As long ago as 1978, Dr.
Arvid Carlsson (Nobel Prize winner in Medicine,
2000) voiced similar concerns, when he said "One
wonders what a 50-fold increase in the exposure to
fluoride, such as occurs in infants bottle-fed with
water diluted preparations, may mean for the
development of the brain and other organs...
Problems associated with this can only be solved by
precise and comprehensive epidemiological studies in
which, for example, breast-fed and bottle-fed babies
are compared in localities with varying water
fluoride content. No studies have yet been made."
Such arguments, persuaded
the Swedish public and the Swedish parliament not to
embark on the fluoridation experiment. The least one
would expect from a country, like Ireland, is to
very carefully collect the data on these kind of
possible impacts. Sadly, they have not done so.
f)
Freni's study on fertility, Freni (1994).
Another important study
that the Forum authors ignored was Freni's (1994)

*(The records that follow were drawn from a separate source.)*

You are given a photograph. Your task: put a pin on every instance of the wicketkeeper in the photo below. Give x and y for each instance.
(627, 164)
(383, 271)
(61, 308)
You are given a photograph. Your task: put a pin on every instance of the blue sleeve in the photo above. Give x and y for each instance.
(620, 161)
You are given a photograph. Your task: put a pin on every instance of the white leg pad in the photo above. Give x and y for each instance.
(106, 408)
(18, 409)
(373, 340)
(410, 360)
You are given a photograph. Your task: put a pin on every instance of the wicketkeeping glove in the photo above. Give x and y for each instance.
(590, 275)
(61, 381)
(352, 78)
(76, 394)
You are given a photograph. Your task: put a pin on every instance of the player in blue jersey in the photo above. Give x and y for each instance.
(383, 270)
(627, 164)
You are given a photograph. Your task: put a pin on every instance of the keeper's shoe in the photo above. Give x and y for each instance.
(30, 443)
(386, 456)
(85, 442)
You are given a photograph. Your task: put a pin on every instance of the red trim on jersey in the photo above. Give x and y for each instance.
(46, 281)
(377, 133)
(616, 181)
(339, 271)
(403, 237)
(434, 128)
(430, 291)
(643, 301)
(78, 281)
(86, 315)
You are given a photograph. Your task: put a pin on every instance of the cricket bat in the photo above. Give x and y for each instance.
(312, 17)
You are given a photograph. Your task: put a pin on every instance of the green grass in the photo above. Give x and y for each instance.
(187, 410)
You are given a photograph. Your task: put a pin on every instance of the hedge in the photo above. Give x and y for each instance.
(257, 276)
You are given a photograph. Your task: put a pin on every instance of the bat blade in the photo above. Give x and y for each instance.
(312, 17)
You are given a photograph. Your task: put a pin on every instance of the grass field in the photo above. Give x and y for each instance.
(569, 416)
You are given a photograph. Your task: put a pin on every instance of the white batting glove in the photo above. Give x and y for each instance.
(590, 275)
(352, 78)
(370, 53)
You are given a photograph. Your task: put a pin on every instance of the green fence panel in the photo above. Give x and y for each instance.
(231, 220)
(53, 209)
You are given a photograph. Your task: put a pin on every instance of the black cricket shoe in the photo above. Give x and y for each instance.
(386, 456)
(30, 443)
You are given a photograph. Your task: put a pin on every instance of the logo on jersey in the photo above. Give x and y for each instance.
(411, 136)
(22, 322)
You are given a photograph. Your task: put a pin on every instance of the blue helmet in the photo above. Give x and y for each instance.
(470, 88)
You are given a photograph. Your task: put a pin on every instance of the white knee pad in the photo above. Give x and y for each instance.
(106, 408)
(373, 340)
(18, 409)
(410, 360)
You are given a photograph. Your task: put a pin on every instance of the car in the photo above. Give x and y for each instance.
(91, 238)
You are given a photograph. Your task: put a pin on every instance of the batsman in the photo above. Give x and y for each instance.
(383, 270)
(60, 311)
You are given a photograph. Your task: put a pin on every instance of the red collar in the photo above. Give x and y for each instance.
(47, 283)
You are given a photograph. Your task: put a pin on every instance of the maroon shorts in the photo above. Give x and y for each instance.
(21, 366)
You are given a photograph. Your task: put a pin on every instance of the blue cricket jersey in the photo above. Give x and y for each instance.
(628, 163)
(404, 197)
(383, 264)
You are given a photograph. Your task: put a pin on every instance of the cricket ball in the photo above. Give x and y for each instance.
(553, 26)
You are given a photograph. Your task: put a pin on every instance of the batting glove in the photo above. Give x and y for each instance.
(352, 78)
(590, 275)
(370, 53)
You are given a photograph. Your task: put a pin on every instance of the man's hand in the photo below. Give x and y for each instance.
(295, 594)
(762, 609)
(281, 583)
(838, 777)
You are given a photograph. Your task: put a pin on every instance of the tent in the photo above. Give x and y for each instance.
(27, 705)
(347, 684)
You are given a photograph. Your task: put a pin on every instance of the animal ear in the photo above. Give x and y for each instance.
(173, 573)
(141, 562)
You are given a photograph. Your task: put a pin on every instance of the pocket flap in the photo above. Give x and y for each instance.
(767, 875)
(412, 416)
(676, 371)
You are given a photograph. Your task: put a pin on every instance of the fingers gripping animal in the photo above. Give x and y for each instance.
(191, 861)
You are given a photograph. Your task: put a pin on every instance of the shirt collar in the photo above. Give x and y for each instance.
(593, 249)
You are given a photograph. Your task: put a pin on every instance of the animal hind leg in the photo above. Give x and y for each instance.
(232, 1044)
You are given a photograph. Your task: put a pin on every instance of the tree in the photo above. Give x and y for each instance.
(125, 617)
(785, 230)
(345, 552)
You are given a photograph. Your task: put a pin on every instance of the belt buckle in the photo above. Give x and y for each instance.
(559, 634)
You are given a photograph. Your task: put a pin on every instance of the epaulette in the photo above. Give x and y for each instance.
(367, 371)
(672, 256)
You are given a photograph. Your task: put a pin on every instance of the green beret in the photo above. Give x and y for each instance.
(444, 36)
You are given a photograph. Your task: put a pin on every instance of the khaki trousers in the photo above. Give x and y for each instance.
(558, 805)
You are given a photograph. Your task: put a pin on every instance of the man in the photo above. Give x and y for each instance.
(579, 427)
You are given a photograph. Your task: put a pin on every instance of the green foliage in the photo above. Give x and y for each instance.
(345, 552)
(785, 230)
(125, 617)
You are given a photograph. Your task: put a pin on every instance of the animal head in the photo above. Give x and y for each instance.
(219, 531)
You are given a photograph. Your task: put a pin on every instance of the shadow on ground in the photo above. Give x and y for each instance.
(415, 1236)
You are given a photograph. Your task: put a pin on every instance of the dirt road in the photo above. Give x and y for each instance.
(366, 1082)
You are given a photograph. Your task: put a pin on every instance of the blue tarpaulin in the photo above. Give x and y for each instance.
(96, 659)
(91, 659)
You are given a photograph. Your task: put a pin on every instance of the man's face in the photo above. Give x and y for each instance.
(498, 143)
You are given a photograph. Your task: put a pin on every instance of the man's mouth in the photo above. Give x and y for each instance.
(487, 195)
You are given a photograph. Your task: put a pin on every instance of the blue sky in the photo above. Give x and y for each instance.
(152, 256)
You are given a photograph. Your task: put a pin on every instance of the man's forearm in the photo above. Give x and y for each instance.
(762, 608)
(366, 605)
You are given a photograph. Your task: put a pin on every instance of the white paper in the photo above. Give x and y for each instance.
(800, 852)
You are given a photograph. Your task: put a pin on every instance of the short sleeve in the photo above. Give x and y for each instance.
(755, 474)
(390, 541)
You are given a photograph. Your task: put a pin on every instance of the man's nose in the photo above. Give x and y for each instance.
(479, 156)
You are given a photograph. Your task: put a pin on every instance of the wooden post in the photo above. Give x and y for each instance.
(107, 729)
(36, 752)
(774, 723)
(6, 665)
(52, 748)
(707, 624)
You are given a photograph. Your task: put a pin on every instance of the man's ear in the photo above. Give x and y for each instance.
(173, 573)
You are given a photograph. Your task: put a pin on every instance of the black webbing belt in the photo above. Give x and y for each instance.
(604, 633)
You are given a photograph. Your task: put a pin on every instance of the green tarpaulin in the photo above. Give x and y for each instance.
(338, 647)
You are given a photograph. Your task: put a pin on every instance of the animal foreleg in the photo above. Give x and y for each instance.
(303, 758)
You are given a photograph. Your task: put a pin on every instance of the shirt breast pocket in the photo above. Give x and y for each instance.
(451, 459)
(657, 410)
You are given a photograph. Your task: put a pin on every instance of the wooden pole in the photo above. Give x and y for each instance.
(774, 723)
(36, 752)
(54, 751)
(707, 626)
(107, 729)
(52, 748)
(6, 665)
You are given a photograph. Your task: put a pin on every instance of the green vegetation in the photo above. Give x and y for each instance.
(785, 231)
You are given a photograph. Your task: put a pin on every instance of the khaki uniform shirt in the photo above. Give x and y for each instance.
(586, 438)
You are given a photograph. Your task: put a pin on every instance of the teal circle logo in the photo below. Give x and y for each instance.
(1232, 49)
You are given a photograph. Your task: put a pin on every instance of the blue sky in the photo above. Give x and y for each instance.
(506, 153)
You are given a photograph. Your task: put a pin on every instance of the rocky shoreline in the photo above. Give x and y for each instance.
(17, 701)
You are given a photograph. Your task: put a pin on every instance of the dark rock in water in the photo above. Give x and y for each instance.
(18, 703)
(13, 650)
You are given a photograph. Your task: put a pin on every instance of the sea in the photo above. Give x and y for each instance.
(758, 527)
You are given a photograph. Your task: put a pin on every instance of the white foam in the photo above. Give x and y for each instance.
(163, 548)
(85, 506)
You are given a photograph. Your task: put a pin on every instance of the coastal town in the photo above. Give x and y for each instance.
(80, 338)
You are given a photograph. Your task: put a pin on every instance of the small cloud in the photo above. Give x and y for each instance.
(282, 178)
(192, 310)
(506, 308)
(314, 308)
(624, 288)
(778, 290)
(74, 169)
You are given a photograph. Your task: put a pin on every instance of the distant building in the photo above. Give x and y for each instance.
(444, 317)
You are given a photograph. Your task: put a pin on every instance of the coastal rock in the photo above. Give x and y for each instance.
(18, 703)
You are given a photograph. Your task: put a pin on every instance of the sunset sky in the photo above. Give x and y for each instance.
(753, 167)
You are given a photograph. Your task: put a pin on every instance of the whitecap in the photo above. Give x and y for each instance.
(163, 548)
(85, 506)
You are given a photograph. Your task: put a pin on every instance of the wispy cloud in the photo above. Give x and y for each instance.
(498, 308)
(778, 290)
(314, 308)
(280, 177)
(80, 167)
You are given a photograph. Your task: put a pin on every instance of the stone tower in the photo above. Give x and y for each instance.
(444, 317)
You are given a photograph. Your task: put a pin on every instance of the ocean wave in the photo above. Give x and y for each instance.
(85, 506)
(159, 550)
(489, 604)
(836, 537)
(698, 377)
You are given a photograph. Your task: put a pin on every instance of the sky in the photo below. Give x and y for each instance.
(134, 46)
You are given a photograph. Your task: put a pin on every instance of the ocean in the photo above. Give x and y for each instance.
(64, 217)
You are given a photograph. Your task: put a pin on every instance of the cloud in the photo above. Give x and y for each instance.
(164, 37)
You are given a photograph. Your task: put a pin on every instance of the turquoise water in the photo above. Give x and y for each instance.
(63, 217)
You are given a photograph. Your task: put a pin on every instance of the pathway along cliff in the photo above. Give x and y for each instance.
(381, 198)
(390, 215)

study of lowered fertility rates in US counties with
3 ppm of fluoride or higher in their water. While 3
ppm is higher than the 1 ppm used to fluoridate
water in Ireland, the results of this study pertains
to issues of "margin of safety" and discussion of
the total dose of fluoride where citizens are
exposed to fluoridated water as well as other
sources.
g)
Many bone studies (see section 4.10).
h)
Studies on the thyroid gland (Galletti and Joyet,
1958, Bachinskii, 1985).
i) The
case studies of individuals who appear to be highly
sensitive to fluoride.
The Forum neglected to
discuss the numerous case studies reported by
Waldbott (Waldbott et al, 1978) and Moolenburgh (Moolenburgh,
1987) in which individuals have reported various
symptoms as a result of exposure to fluoridated
water, which disappear when they stop drinking the
water. While a number of the Reviews the Forum
report cites have dismissed these findings, the
dismissals have been of a somewhat cavalier nature,
and not as a result of thorough scientific study. In
this respect the Forum was remiss in failing to
address the concerns raised about the possible
contribution of fluoride exposure to the high
incidence of irritable bowel syndrome in Ireland.